What a Return Architecture agent can do.
This page lists every capability the local runtime currently ships with. Most are configurable per agent; all are local and leave no telemetry. For the day-to-day tool surface the agent uses, see agent tools.
Providers
Each agent declares a provider and a model in its config. The runtime talks to providers through a normalised interface.
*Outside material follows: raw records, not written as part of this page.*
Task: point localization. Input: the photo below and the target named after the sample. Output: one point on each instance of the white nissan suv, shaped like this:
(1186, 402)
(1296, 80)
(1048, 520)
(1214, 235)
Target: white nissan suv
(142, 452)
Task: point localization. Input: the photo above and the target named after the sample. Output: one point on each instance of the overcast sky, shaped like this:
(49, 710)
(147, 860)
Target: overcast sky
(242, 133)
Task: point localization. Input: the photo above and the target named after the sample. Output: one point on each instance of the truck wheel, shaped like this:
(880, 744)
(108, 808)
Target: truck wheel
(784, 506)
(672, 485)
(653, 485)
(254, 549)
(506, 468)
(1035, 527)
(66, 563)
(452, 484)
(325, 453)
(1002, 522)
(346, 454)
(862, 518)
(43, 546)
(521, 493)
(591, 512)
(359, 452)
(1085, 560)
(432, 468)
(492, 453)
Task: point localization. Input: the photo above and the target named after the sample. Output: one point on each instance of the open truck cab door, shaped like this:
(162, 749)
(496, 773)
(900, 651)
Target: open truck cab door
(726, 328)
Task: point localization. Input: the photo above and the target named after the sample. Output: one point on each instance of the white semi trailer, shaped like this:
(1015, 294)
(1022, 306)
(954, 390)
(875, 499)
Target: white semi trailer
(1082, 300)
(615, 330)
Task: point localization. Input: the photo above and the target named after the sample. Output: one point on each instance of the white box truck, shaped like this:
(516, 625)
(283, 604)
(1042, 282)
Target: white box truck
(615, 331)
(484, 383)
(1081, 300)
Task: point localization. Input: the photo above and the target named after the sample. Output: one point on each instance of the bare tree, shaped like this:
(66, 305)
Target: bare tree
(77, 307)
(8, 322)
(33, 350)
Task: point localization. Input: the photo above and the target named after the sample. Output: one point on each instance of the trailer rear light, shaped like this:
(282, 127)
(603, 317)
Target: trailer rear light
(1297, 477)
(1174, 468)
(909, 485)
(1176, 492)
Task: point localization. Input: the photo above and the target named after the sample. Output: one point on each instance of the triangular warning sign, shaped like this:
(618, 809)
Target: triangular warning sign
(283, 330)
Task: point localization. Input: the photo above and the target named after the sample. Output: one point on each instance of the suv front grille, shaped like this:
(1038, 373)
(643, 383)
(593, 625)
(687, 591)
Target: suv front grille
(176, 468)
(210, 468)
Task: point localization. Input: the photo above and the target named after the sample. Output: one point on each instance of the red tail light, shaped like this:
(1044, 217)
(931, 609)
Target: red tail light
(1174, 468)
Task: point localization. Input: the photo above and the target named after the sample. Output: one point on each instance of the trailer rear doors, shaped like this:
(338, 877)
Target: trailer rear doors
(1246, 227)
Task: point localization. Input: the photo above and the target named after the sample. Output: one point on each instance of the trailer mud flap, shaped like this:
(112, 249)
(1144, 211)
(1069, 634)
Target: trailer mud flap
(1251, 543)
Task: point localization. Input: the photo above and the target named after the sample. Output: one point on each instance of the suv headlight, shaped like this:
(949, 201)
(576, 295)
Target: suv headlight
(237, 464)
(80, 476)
- Anthropic — Claude models (Opus, Sonnet,
Haiku). Tool use, vision input, configurable temperature,
top_p,top_k. - OpenAI — GPT-4o, GPT-5 and family. Tool use,
vision input, configurable temperature and
top_p. Reasoning models accept only the default temperature. - Google Gemini — Gemini 2.5 and 3.x via the
native API (not the OpenAI-compat endpoint). Supports tool use,
vision input, configurable
temperature,top_p,top_k, and an explicitthinking_budget—-1for dynamic thinking (default on 2.5/3.x),0to disable on Flash, a positive integer to cap. Thought signatures are preserved across tool loops so reasoning context is not lost mid-conversation.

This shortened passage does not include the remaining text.